The seven limbs of the physical body are:
- Physical survival
- Physical satisfaction
- Physical independence
- Physical healing
- Physical expression
- Physical intelligence
- Physical interdependence
The seven limbs of the emotional body are:
- Emotional survival
- Emotional satisfaction
- Emotional independence
- Emotional healing
- Emotional expression
- Emotional intelligence
- Emotional interdependence
The seven limbs of the mental body are:
- Mental survival
- Mental satisfaction
- Mental independence
- Mental healing
- Mental expression
- Mental intelligence
- Mental interdependence
The seven limbs of the spiritual body are:
- Spiritual survival
- Spiritual satisfaction
- Spiritual independence
- Spiritual healing
- Spiritual expression
- Spiritual intelligence
- Spiritual interdependence
Once I’ve worked out what I don’t like about my physical body, then I can see my doctor or a qualified natural health practitioner if I need to examine the reality of my physical symptoms. I can see a counsellor if I need to address the truth of my emotional or mental health symptoms. I can call on a spiritual mentor if I need to understand the truth about my spiritual symptoms.

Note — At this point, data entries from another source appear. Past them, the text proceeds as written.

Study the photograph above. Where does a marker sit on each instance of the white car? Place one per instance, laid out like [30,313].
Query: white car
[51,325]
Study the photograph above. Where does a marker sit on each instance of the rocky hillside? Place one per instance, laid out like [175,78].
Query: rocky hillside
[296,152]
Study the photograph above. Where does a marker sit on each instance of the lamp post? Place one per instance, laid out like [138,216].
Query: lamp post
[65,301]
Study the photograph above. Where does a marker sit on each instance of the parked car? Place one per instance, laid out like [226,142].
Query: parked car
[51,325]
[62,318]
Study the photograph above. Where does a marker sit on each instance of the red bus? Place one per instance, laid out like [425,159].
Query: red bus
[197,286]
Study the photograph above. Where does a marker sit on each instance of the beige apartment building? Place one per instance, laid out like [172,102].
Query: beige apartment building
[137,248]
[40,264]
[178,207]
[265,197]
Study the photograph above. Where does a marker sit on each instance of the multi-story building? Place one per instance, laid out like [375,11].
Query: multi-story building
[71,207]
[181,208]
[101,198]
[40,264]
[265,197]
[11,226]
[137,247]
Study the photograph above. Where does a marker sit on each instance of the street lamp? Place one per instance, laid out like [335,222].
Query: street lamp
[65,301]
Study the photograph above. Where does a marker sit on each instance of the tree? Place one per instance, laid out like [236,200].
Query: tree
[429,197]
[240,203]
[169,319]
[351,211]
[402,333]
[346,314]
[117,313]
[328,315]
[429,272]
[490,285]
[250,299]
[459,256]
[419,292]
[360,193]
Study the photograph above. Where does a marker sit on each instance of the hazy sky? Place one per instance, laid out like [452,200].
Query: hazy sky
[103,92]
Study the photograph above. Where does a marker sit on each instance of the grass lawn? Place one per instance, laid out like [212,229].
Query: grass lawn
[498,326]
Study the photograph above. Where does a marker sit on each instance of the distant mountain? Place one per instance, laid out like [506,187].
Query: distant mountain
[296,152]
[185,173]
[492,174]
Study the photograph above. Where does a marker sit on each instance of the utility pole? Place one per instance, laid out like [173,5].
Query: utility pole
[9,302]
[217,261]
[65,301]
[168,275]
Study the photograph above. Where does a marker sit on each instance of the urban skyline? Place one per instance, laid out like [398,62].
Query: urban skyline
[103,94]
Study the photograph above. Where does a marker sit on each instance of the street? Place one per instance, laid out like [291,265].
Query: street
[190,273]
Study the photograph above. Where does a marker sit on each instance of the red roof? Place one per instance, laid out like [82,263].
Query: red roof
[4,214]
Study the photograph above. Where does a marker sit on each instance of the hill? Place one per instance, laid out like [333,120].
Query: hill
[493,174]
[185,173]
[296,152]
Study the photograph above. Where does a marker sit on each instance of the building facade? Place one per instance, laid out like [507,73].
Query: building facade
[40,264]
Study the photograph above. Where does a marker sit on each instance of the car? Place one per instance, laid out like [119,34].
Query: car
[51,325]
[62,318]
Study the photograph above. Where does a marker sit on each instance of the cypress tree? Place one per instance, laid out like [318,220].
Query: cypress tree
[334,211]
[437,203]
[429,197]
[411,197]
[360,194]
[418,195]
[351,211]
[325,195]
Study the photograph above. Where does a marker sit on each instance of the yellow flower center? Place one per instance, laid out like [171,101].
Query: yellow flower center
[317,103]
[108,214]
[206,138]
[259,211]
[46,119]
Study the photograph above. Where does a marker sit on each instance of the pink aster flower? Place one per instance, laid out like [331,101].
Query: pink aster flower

Taking care of the weakest limbs on each of my bodies leads me in one direction only. Self-acceptance leads to inner peace. Inner peace shows on my face. Inner peace smooths my skin and makes it glow. When I feel good, I look good too.
When it comes to body image, some people never reach the stage, or sadly the age, where they are no longer concerned about what others think of their body. My path to vanity and bitterness is paved by constantly comparing myself to others. Vanity and bitterness become cemented into my life when I attempt to redesign my body according to the unqualified opinions, judgements, criticisms, perspectives and views of others. It takes a wrecking ball to break down cement. Instead of taking the wrecking ball to my body, I target the reasons why I have allowed vanity and bitterness to swamp my inner beauty and disturb my inner peace.
The reasons why we don’t like our bodies are worth the scrutiny. They need to be true according to our physical, emotional, mental and spiritual reality, and not according to other people’s opinions. This perspective introduced me to a great new way to get a bikini body. It’s really simple. I just put a bikini on my body.